What your vote will do:
A yes vote creates a series of tax changes affecting the your individual income tax, the corporate income tax and the corporate franchise tax. Also if state revenue grows very rapidly another tax break happens.
This yes vote will lower your tax rates but eliminates your tax deduction. So, your actual tax bill will not change much over time. Instead, your tax bill is levelized. The topsy turvy whirly bird state tax bill and revenue based on federal taxes is replaced by a reduction in personal income taxes and a slight increase in corporate taxes.
Individual Tax Reductions
Richer people’s tax bill gets the biggest reduction. If make more than $50,000 then your tax rate goes from 6% to 4.25%. But if you make between $12,500 and $50,000 your rate goes from 4% to 3.5%. If you make less than $12,500 your rate is reduced from 2 to 1.85%.
Corporate Tax Changes
For corporations the yes vote is a mixed bag. The tax brackets are reorganized. Then some rates are decreased. And some are increased. The highest rates go unchanged. The details are:
Bracket Changes New Tax Rates
Old Bracket | New Bracket | Old Tax Rate | New Tax Rate |
First $25,000 of Income | First $50,000 of Income | 4% | 3.5% |
Between $25,00 and $50,000 of Income | Between $50,000 and $150,000 of Income | 5% | 5.5% |
Between $50,000 and $100,000 | Above $150,000 | 6% | 7.5% |
Between $100,000 and $200,000 | 7% | ||
Above $200,000 | 8% |
Corporate Franchise Rate Changes
Franchise taxes are based on retained earnings and investment capital not annual income. The current tax is $1.50 per $1,000 of taxable capital up to $300,000 and $3 per $1,000 of taxable capital above $300,000. Your yes vote eliminates franchise taxes on capital below $300,000 and reduces the rate to 2.75% on capital above $300,000.

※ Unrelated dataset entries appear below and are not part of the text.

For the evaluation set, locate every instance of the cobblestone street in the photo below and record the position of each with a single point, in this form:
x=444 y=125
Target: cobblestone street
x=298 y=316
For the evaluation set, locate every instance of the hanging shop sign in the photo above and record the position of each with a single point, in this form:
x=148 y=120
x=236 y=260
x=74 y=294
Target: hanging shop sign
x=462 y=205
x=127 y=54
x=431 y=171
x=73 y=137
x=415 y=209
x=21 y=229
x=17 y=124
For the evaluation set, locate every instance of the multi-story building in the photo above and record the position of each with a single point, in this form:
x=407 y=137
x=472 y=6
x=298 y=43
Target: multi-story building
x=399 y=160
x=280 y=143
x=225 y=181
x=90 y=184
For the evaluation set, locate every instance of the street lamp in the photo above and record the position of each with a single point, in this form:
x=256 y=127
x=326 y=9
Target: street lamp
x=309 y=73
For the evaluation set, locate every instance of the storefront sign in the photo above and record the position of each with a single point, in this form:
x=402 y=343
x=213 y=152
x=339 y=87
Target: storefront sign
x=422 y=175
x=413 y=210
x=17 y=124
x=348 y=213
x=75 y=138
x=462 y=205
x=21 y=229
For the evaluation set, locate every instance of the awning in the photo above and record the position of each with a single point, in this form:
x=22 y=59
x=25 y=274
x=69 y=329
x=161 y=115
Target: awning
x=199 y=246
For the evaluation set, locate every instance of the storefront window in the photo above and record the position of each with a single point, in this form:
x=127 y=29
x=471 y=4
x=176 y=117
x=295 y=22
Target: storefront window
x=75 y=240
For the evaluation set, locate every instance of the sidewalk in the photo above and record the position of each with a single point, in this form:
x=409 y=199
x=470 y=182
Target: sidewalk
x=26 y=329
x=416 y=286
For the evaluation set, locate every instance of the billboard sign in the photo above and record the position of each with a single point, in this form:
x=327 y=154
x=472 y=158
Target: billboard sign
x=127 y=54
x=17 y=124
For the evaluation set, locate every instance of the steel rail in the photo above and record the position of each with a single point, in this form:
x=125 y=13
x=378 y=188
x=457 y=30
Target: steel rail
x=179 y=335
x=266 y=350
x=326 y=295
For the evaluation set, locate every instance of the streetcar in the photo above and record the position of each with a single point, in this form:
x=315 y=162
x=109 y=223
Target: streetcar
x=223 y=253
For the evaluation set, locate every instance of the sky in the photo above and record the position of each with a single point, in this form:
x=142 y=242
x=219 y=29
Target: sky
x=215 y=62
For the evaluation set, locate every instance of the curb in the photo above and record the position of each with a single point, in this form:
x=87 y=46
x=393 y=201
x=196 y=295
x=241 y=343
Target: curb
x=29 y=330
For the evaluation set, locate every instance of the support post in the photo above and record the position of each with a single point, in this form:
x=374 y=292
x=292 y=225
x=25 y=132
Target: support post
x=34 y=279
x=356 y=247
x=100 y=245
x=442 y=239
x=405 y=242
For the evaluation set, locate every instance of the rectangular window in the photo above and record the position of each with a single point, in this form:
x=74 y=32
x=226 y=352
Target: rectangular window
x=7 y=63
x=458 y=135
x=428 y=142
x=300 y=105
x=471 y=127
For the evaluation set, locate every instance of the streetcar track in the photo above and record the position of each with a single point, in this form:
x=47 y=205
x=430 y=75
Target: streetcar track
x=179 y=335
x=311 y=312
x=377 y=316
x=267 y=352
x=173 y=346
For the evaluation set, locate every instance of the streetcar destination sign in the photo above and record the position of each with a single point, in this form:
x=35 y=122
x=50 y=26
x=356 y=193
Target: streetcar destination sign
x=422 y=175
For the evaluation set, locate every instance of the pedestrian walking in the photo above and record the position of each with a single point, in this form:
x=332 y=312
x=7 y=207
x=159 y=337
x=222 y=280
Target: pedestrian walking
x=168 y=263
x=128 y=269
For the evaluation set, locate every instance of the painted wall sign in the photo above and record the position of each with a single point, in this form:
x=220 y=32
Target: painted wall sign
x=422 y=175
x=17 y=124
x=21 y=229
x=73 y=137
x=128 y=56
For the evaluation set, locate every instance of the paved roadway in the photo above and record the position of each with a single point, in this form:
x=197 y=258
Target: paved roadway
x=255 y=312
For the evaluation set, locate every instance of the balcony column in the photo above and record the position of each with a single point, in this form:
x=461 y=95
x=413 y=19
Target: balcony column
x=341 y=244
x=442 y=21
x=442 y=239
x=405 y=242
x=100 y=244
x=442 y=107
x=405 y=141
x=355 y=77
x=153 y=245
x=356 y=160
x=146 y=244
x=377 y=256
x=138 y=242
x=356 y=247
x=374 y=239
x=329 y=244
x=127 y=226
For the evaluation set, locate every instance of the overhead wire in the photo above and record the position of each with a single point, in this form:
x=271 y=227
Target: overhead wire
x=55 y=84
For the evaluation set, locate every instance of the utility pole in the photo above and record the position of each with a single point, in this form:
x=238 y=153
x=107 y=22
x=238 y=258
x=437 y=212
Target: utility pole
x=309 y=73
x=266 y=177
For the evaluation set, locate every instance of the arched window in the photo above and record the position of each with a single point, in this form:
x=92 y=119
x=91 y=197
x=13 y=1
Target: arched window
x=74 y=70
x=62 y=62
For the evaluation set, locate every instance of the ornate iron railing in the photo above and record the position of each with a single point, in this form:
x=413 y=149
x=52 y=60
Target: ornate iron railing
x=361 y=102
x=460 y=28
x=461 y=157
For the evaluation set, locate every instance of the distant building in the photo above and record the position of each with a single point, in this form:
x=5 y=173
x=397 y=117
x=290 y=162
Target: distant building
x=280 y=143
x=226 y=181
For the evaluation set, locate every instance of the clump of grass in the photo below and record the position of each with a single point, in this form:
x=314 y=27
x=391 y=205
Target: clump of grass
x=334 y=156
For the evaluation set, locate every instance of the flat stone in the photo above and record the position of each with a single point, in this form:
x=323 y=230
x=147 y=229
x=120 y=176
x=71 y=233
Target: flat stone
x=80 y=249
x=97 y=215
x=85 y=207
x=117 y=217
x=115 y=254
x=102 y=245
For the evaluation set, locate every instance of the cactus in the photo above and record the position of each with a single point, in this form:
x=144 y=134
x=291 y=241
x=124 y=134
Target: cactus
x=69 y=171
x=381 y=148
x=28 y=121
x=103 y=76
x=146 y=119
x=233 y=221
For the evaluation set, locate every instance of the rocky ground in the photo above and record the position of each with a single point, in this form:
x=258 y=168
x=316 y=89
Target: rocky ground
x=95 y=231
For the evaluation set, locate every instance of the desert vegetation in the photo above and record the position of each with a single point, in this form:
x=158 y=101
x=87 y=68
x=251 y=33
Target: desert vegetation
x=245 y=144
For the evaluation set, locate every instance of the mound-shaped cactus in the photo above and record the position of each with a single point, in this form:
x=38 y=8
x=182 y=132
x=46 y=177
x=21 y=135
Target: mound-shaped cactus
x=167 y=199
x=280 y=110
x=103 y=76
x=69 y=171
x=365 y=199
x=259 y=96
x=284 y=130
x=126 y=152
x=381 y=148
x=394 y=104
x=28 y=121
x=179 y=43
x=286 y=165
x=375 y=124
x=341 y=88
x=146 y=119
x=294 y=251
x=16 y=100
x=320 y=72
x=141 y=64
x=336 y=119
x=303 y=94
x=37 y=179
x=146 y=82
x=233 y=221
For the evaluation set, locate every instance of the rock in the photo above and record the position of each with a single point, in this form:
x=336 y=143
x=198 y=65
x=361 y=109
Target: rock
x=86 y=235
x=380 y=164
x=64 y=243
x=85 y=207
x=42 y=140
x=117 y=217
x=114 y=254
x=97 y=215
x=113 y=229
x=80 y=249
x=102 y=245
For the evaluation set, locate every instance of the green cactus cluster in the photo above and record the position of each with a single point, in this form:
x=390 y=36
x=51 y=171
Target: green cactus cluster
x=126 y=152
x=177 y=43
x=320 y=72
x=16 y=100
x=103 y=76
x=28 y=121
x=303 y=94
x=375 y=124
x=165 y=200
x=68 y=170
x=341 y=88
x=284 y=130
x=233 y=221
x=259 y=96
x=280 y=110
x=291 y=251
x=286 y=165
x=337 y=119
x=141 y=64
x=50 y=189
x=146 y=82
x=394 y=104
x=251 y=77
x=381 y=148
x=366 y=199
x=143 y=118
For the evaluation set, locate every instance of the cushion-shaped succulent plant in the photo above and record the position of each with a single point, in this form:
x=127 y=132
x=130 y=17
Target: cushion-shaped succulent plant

Additional Tax Breaks in the Bill
A mechanism that potentially could reduce income tax rates further if tax collections turn out to be higher than expected. This mechanism would trigger if future tax revenue exceeds the amount of taxes collected in year 2018-2019 by a growth factor based on the state’s personal income growth. The tax reduction would not happen if the Budget Stabilization Fund (Rainy Day Fund) is below 2.5% of total state revenue. The rate of each tax bracket would decrease proportionally according to a growth factor formula.
So these tax breaks give richer people bigger tax breaks. Also large corporations get bigger tax breaks than small businesses.